(CMC) — The High Court of Trinidad has upheld the Government’s decision to close the twin-island republic’s borders in its effort to contain the spread of COVID-19.
In a written ruling handed down on Monday, in response to a constitutional claim filed by a Trinidadian woman who was stranded abroad for almost six months, Madame Justice Eleanor Donaldson-Honeywell said “the closure of the borders and the managed re-entry of nationals are not unconstitutional and are, in fact, a proportionate response to the COVID-19 pandemic”.
The claimant in the case, 41-year-old Takeisha Clairmont, had been stuck in the British Virgin Islands after going to visit her brother at the end of January 2020. She was scheduled to return home on March 24, two days after Trinidad and Tobago’s borders were closed.
She was eventually able to return in September 2020.
Clairmont, through her lawyers, filed a constitutional claim in November, contending that the government acted illegally and breached her constitutional rights by closing the borders.

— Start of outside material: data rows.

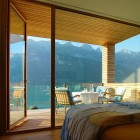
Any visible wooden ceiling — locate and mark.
[11,0,140,45]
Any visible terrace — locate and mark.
[1,0,140,132]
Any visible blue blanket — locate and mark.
[61,103,140,140]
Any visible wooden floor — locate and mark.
[11,108,65,131]
[0,129,61,140]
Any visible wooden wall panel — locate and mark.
[102,44,115,83]
[104,83,140,101]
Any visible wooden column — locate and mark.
[0,0,9,134]
[102,43,115,83]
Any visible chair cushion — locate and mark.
[55,87,68,91]
[96,86,106,93]
[113,96,121,102]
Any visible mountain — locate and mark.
[10,39,140,85]
[115,49,140,83]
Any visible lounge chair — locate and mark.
[55,88,82,114]
[99,87,126,103]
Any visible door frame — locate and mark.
[7,2,27,130]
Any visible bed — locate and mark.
[61,102,140,140]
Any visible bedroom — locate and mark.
[1,1,139,139]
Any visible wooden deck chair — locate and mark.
[55,90,82,114]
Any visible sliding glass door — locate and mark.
[9,4,26,127]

Her legal team contended that the government was required to amend the immigration laws to effect the change, as opposed to using the regulations, which are made without parliamentary scrutiny, and there was no power to refuse a citizen the right to enter the country.
But Justice Donaldson-Honeywell said the COVID-19 Public Health Regulations, which allow for the closure of the borders and the exemption process, were found to be in keeping with the Public Health Ordinance 1940 which is saved law and therefore not subject to constitutional challenge.
The court went on to note that rights under the Constitution are not absolute.
“They carry reciprocal duties and responsibilities and may be subject to such restrictions as may be necessary in a democratic society in the public interests of national security, public safety and to protect the rights of other persons,” the judge said, noting that this applies to rights such as freedom of movement and entry into Trinidad and Tobago.
Justice Donaldson-Honeywell found that, even if the Public Health Regulations were subject to constitutional challenge, the closure of the borders and the managed re-entry of nationals were not unconstitutional.
She therefore rejected and dismissed Clairmont’s claim for judicial review and constitutional relief, and ordered her to pay 25 per cent of the State’s legal costs.